Долго никто из минтов и минтиков не смел и слова сказать в оправдание. Наконец, когда пауза между воплями стала достаточно длящейся, выступил старший из минтов и, заикаясь, сказал, что все было сделано в лучшем виде, что он самолично проверял содержимое камер по самым наидостовернейшим М — и Ж-признакам и...
— Так почему же, черт разрази Галактику, они опять перемешались?
— О, хер, — сказал старший из минтов, — они проносят в тюрьму М — и Ж-траву и меняют пол.
— Обыскать всех до последней складки кожи, до сокровенной щелки тела, до нитки одежды.
И стали минты обыскивать всех узников, и все проверяли, и всюду пальцем шевырялись, и все нитки прощупали, и всякими аппаратами просвечивали.
Но все оказалось бесполезным. Двухсеки оказались такими изобретательными, что как ни кричал Великий Минт, как ни составляли инструкции и регламенты доктора обыскных наук, прибывшие с ним, все равно, каждую ночь тюрьма превращалась в бразильский карнавал, и так там было весело, что многие из честных и добросовестных двухсеков стали даже завидовать развеселой жизни обвиняемых, подозреваемых, задерживаемых, подсудимых, подследственных, осужденных и прочих клиентов гостиницы тюремного типа, как приказал называть тюрьму Великий Минт, а некоторые так специально стали совершать всяческие предосудительные и даже осудительные поступки, например, показывать язык или кулак тени Великого Минта, либо плевать или сбивать с ног приехавших с ним докторов тюремнологии, только чтоб попасть в эту веселую «гостиницу».
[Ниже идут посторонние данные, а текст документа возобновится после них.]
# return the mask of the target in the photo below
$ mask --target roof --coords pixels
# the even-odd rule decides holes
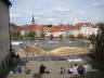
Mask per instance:
[[[6,5],[12,5],[12,3],[10,2],[10,0],[1,0],[2,2],[4,2]]]

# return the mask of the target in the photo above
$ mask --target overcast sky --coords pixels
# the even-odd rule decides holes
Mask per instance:
[[[11,22],[17,25],[104,22],[104,0],[10,0]]]

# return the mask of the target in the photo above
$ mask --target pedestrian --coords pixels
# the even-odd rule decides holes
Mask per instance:
[[[78,65],[75,64],[74,67],[73,67],[73,74],[78,74],[77,68],[78,68]]]
[[[60,73],[61,73],[61,74],[64,74],[64,73],[65,73],[65,68],[64,68],[64,67],[61,67]]]
[[[84,75],[84,67],[82,65],[79,65],[77,70],[80,76]]]
[[[40,74],[44,74],[46,69],[47,67],[43,64],[41,64],[40,69],[39,69]]]
[[[91,66],[89,64],[87,64],[87,63],[83,64],[83,67],[86,69],[86,73],[91,70]]]
[[[70,68],[69,68],[69,74],[73,74],[73,73],[74,73],[74,67],[72,65]]]

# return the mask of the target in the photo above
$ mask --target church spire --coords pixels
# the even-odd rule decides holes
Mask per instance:
[[[34,17],[34,14],[32,14],[31,24],[35,24],[35,17]]]

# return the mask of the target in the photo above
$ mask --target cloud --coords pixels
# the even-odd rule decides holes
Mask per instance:
[[[104,8],[104,2],[94,2],[91,4],[93,8]]]
[[[18,17],[18,16],[21,16],[20,14],[13,14],[13,13],[10,13],[10,17]]]
[[[86,12],[84,11],[79,11],[78,14],[86,14]]]
[[[66,8],[54,8],[52,11],[57,11],[57,12],[69,12],[69,9]]]
[[[47,22],[53,22],[55,18],[47,18]]]

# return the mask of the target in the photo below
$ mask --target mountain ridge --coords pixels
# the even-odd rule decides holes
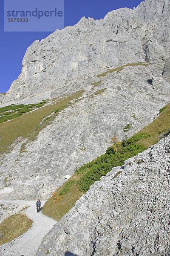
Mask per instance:
[[[130,136],[152,121],[170,101],[169,13],[167,0],[146,0],[101,20],[82,18],[28,47],[21,75],[1,106],[39,102],[41,96],[60,102],[83,91],[57,114],[48,113],[55,117],[48,125],[0,156],[2,198],[48,198],[66,175],[103,154],[110,137],[121,140],[127,124],[133,127]],[[22,128],[23,116],[17,118]],[[12,120],[7,123],[15,129]],[[1,124],[4,131],[7,126]]]

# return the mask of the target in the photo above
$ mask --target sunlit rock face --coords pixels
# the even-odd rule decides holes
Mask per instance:
[[[28,49],[1,106],[83,93],[34,140],[1,156],[1,198],[48,198],[110,137],[122,140],[127,124],[130,136],[153,121],[170,101],[170,14],[167,0],[146,0],[100,20],[82,18]]]
[[[74,26],[36,40],[28,48],[21,74],[3,102],[46,91],[52,91],[52,97],[70,94],[85,89],[82,81],[110,67],[165,63],[170,55],[170,16],[168,0],[146,0],[136,9],[114,10],[99,20],[83,17]]]
[[[92,185],[36,255],[169,255],[170,171],[170,135]]]

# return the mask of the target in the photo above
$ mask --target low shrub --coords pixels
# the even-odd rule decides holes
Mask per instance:
[[[44,119],[44,120],[43,121],[43,122],[45,122],[45,121],[47,121],[47,120],[49,120],[49,119],[50,119],[50,118],[51,118],[51,116],[48,116],[48,117],[46,117],[46,118],[45,118]]]
[[[162,112],[165,109],[166,109],[166,108],[167,108],[167,106],[165,106],[164,107],[162,108],[161,108],[161,109],[159,110],[159,113],[160,114],[160,113],[161,113],[161,112]]]
[[[75,180],[68,180],[65,183],[65,185],[63,186],[62,189],[59,192],[58,196],[63,195],[70,190],[70,188],[71,186],[76,183]]]

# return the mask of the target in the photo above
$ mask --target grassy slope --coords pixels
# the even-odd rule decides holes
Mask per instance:
[[[146,148],[148,148],[150,145],[157,143],[161,137],[163,137],[163,135],[167,135],[170,131],[170,104],[167,105],[167,108],[151,123],[137,133],[138,134],[145,132],[150,136],[149,137],[143,137],[137,142],[136,144],[143,145]],[[127,156],[128,158],[128,156]],[[95,161],[96,160],[92,162],[94,162],[94,163],[95,163]],[[90,166],[87,166],[85,172],[82,173],[80,173],[81,172],[78,173],[79,172],[76,171],[71,177],[68,181],[66,181],[61,187],[57,189],[44,206],[43,213],[57,221],[60,220],[71,209],[76,201],[85,192],[85,191],[81,191],[80,185],[76,182],[71,186],[70,189],[68,189],[63,195],[61,195],[62,194],[61,192],[65,189],[65,185],[68,182],[70,182],[71,180],[79,180],[83,175],[88,174],[90,169]]]
[[[0,245],[8,243],[26,232],[33,221],[25,214],[14,214],[0,224]]]
[[[80,91],[70,96],[63,97],[51,105],[40,108],[31,112],[26,113],[9,122],[0,123],[0,154],[5,152],[17,137],[22,136],[25,138],[28,136],[32,136],[43,118],[50,114],[57,109],[70,103],[71,100],[80,96],[82,93],[82,91]],[[55,114],[57,114],[57,112]],[[45,126],[44,125],[43,126]],[[39,131],[37,131],[36,134]]]

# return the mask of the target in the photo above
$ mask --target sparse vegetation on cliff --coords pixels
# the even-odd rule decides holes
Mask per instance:
[[[64,191],[65,192],[62,194],[63,196],[58,201],[54,200],[54,196],[49,198],[43,207],[43,213],[59,220],[96,180],[99,180],[113,167],[123,165],[125,160],[157,143],[160,136],[162,137],[167,136],[169,134],[170,128],[169,104],[151,123],[127,139],[126,143],[123,140],[118,143],[117,153],[114,147],[108,148],[105,154],[76,170],[69,181],[55,192],[55,196],[57,197],[61,197],[61,192]]]

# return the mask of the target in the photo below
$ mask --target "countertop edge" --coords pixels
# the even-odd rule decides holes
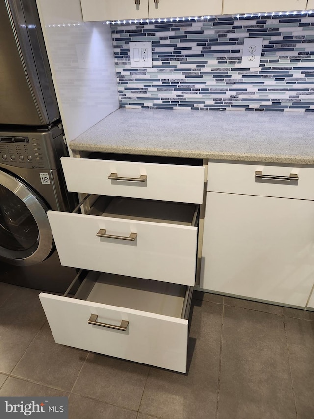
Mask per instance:
[[[76,151],[90,151],[102,153],[121,153],[126,154],[141,154],[145,156],[161,157],[185,157],[208,160],[235,160],[237,161],[265,162],[267,163],[289,163],[302,165],[314,165],[314,158],[306,156],[271,155],[255,153],[235,153],[228,152],[209,152],[191,150],[176,150],[165,148],[141,148],[123,146],[93,145],[79,144],[77,141],[70,148]]]

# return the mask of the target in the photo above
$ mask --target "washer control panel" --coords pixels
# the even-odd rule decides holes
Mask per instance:
[[[0,162],[14,166],[44,167],[42,139],[38,136],[0,136]]]

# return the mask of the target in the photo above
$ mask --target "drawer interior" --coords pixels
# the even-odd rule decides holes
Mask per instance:
[[[88,214],[194,226],[198,209],[199,205],[193,204],[101,196]]]
[[[66,293],[66,296],[177,318],[186,317],[190,287],[91,271],[85,276],[84,271],[81,272],[84,278],[80,286],[74,296]],[[77,279],[80,279],[79,275]],[[68,291],[71,292],[70,288]]]

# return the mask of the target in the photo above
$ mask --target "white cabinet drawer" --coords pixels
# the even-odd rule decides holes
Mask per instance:
[[[57,343],[185,372],[191,293],[183,285],[89,272],[74,298],[39,298]],[[126,330],[110,327],[120,325]]]
[[[194,285],[198,205],[107,200],[87,215],[48,212],[62,265]]]
[[[212,192],[314,200],[314,168],[209,162],[207,189]]]
[[[71,157],[61,160],[68,190],[73,192],[203,202],[203,166]],[[109,179],[112,174],[122,180]]]

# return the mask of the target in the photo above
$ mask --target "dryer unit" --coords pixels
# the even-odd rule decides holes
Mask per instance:
[[[0,132],[0,281],[63,292],[74,277],[61,266],[46,213],[71,211],[60,158],[61,125]]]

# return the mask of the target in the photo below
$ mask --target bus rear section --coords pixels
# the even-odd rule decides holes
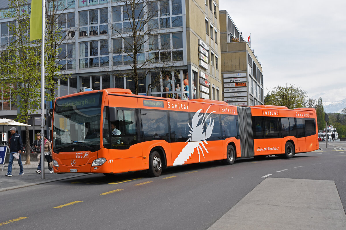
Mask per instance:
[[[251,109],[255,157],[291,158],[295,153],[318,149],[315,109],[262,105]]]

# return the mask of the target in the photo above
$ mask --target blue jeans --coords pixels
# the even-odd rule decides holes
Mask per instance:
[[[12,172],[12,164],[13,163],[13,159],[14,158],[13,157],[13,153],[15,153],[16,152],[11,152],[10,153],[10,161],[8,162],[8,167],[7,168],[7,174],[9,174],[10,175],[11,175],[11,172]],[[20,170],[19,170],[19,173],[22,173],[23,172],[24,170],[23,169],[23,164],[21,162],[21,157],[20,156],[21,154],[19,154],[19,159],[17,160],[18,161],[18,164],[19,165],[19,168]]]
[[[51,170],[52,170],[53,169],[53,168],[52,168],[51,169],[50,169],[49,168],[49,161],[51,159],[51,154],[49,154],[49,155],[45,155],[45,156],[44,156],[44,158],[45,158],[45,159],[46,159],[46,160],[47,160],[47,163],[48,163],[48,169],[49,169],[49,170],[51,171]],[[41,170],[41,160],[42,160],[42,158],[41,158],[40,160],[40,163],[39,164],[38,164],[38,166],[37,166],[37,170]]]

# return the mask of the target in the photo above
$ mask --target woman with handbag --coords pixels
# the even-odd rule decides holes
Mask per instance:
[[[36,134],[36,137],[37,139],[34,142],[34,147],[37,153],[37,162],[39,164],[41,160],[41,133],[38,132]]]
[[[51,166],[49,165],[49,163],[52,161],[51,160],[51,154],[52,152],[52,145],[49,141],[47,139],[47,136],[45,135],[44,136],[44,158],[47,160],[47,163],[48,163],[48,168],[49,169],[49,173],[51,173],[53,172],[53,167],[52,167],[52,168],[51,168]],[[39,163],[38,164],[38,166],[37,166],[37,170],[35,171],[38,173],[41,174],[40,160],[40,161]]]

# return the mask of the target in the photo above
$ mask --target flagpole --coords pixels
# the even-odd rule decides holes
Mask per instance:
[[[42,43],[41,50],[41,178],[44,179],[44,45],[45,0],[42,0]]]

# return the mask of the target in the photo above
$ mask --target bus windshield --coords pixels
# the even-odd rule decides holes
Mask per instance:
[[[57,99],[54,110],[53,151],[94,152],[100,149],[102,93]]]

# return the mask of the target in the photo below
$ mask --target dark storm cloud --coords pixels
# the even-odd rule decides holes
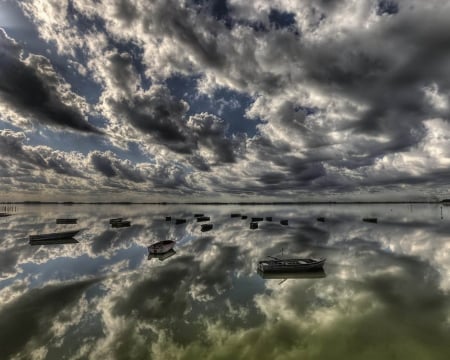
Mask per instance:
[[[144,134],[151,134],[157,142],[178,153],[191,153],[192,144],[182,122],[187,110],[183,103],[160,96],[160,93],[132,99],[110,99],[108,103],[113,112]]]
[[[83,174],[67,161],[64,153],[46,146],[24,146],[25,135],[11,130],[0,130],[1,157],[20,162],[22,169],[53,170],[57,174],[83,177]]]
[[[218,162],[236,161],[239,139],[233,142],[226,137],[227,125],[222,119],[206,113],[196,114],[189,118],[188,126],[196,142],[210,149]]]
[[[110,151],[94,151],[89,156],[94,168],[107,178],[117,176],[136,183],[146,181],[145,175],[131,162],[117,159]]]
[[[44,124],[99,133],[74,106],[60,100],[57,88],[32,63],[21,60],[18,46],[0,29],[0,101],[22,116]]]
[[[84,291],[98,280],[49,285],[33,289],[3,306],[0,311],[0,348],[10,358],[34,337],[50,341],[50,329],[59,312],[76,305]]]

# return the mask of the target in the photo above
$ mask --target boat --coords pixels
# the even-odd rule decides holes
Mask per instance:
[[[376,224],[378,222],[378,219],[377,218],[363,218],[363,221]]]
[[[258,275],[263,279],[319,279],[327,276],[322,268],[302,272],[262,272],[258,270]]]
[[[36,246],[36,245],[64,245],[64,244],[78,244],[79,241],[74,238],[68,238],[68,239],[55,239],[55,240],[38,240],[38,241],[31,241],[30,245]]]
[[[47,240],[61,240],[61,239],[71,239],[76,234],[78,234],[80,230],[73,231],[64,231],[57,233],[49,233],[49,234],[40,234],[40,235],[30,235],[30,243],[38,242],[38,241],[47,241]]]
[[[149,253],[147,256],[148,260],[151,259],[158,259],[159,261],[164,261],[172,256],[174,256],[177,252],[174,249],[170,249],[169,251],[163,253],[163,254],[151,254]]]
[[[278,259],[272,257],[273,260],[261,260],[258,262],[258,270],[265,272],[303,272],[317,271],[322,269],[325,258],[299,258],[299,259]]]
[[[149,255],[155,255],[155,254],[165,254],[166,252],[172,250],[172,248],[175,246],[175,241],[173,240],[163,240],[158,241],[150,246],[147,247]]]
[[[109,219],[109,223],[112,225],[116,222],[121,222],[123,220],[123,218],[114,218],[114,219]]]
[[[57,224],[76,224],[78,219],[72,219],[72,218],[59,218],[56,219]]]
[[[212,230],[212,228],[213,228],[213,224],[203,224],[201,231],[202,232],[209,231],[209,230]]]
[[[129,227],[131,226],[130,220],[121,220],[111,223],[111,227]]]

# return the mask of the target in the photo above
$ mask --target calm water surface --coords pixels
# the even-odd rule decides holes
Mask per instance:
[[[250,230],[234,212],[273,221]],[[119,216],[132,226],[111,228]],[[28,243],[76,228],[76,244]],[[176,253],[148,259],[163,239]],[[326,277],[263,279],[257,261],[281,251],[326,257]],[[449,291],[439,205],[42,205],[0,218],[2,359],[447,360]]]

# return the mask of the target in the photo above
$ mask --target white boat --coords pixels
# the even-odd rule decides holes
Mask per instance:
[[[73,238],[80,230],[64,231],[49,234],[30,235],[30,243],[37,241],[62,240]]]
[[[319,259],[277,259],[262,260],[258,263],[258,270],[265,272],[303,272],[303,271],[317,271],[322,269],[325,263],[325,258]]]
[[[158,241],[147,247],[149,254],[164,254],[170,251],[175,246],[173,240]]]

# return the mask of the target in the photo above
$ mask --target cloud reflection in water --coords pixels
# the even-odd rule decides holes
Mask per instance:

А потом и хуже дело пошло. Стали замечать, что входили по вечерам на дежурство в тюрьму дубаки с плечами в полторы покосившихся саженей, а по утрам выскакивали из нее минтовочки в узеньких юбочках на туфельках-колокольчиках с несколько помятыми лицами и следами явно неуставных ночных трудов.
И еще больше, и безмерней гнев охватил Великого Минта на этих двухсеков, которые смелость имели не покориться мощи его криминалистических установок и установлений. И приказал он не сеять, не убирать, и даже не замечать М — и Ж-травы, а за нарушение установил невыносимые наказания.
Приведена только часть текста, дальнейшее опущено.